NIEM is especially useful in those circumstances. The NIEM approach applied to JSON data offers:

  • A mapping between each JSON key string and a global identifier for the corresponding data element.

  • A framework for machine-readable documentation of each data element that is used in a data resource.

  • A standards-based convention for canonical data element names used as JSON key strings (while still permitting local names like lat within a data resource).

These three combine to make NIEM JSON data self-documenting, at least to the extent that any data scientist or software developer can look at any key-value pair and find out how it is defined. In addition, the NIEM approach also offers:

  • A simple way for developers who are creating a resource to reuse data elements defined by others, instead of creating new defintions. This encourages a degree of harmonization between different resources.

  • A NIEM data model, partitioned into a NIEM core of concepts that might be reused in any exchange, plus several submodels extending the core, each defined by a subject-area or functional NIEM domain community. This also encourages harmonization among resources partly defined in terms of that model.

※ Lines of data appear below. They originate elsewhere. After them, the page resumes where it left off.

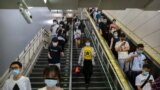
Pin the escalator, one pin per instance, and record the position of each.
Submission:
(98, 81)
(36, 76)
(104, 76)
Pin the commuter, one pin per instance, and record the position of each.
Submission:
(82, 26)
(113, 26)
(98, 15)
(145, 79)
(54, 53)
(18, 81)
(66, 29)
(114, 39)
(103, 26)
(77, 37)
(52, 77)
(61, 38)
(136, 60)
(122, 47)
(86, 60)
(54, 29)
(156, 84)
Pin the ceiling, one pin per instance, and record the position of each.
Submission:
(75, 4)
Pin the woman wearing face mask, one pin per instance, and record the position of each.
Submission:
(52, 76)
(145, 79)
(136, 61)
(86, 60)
(18, 81)
(55, 52)
(77, 36)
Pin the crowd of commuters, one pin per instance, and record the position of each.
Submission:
(132, 62)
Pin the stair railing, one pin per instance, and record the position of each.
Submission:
(28, 56)
(71, 51)
(107, 61)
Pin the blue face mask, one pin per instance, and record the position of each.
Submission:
(50, 82)
(15, 72)
(145, 73)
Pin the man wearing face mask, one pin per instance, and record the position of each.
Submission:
(54, 29)
(122, 47)
(86, 60)
(136, 60)
(52, 77)
(54, 53)
(18, 82)
(145, 79)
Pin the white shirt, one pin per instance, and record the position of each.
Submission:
(54, 29)
(45, 88)
(23, 83)
(137, 62)
(140, 79)
(81, 57)
(122, 54)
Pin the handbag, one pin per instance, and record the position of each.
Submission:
(77, 70)
(146, 81)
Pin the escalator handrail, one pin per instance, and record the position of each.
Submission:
(112, 60)
(128, 33)
(71, 51)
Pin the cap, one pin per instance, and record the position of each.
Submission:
(55, 39)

  • A governance approach in which the NIEM core is controlled by the entire NIEM community, while each submodel is independently controlled by its domain, and which allows any community to create and control its own extension of the NIEM model.

  • A version-control architecture that encourages reuse by insulating each community from external changes; this allows each community to change at its own pace, deciding if and when it will adopt changes made by others.

  • A framework for data resource specifications that contain all the artifacts required to document the required and optional elements that may appear in a conforming resource, together with the meaning of those elements.

These features of NIEM combine to form a standards-based approach for constructing any number of data resource specifications, which document the data resources found at runtime and allow a compatible understanding of that data among the scientists and developers who work with it.

Although NIEM was first created to work with XML-based data exchange, it can now be applied to JSON data, without requiring knowledge of the XML technology originally used. Data exchange designers can use NIEM to create a resource specification that is all-JSON, or one that is all-XML, or one that defines both a JSON and an XML serialization, depending on the needs of the producers and consumers.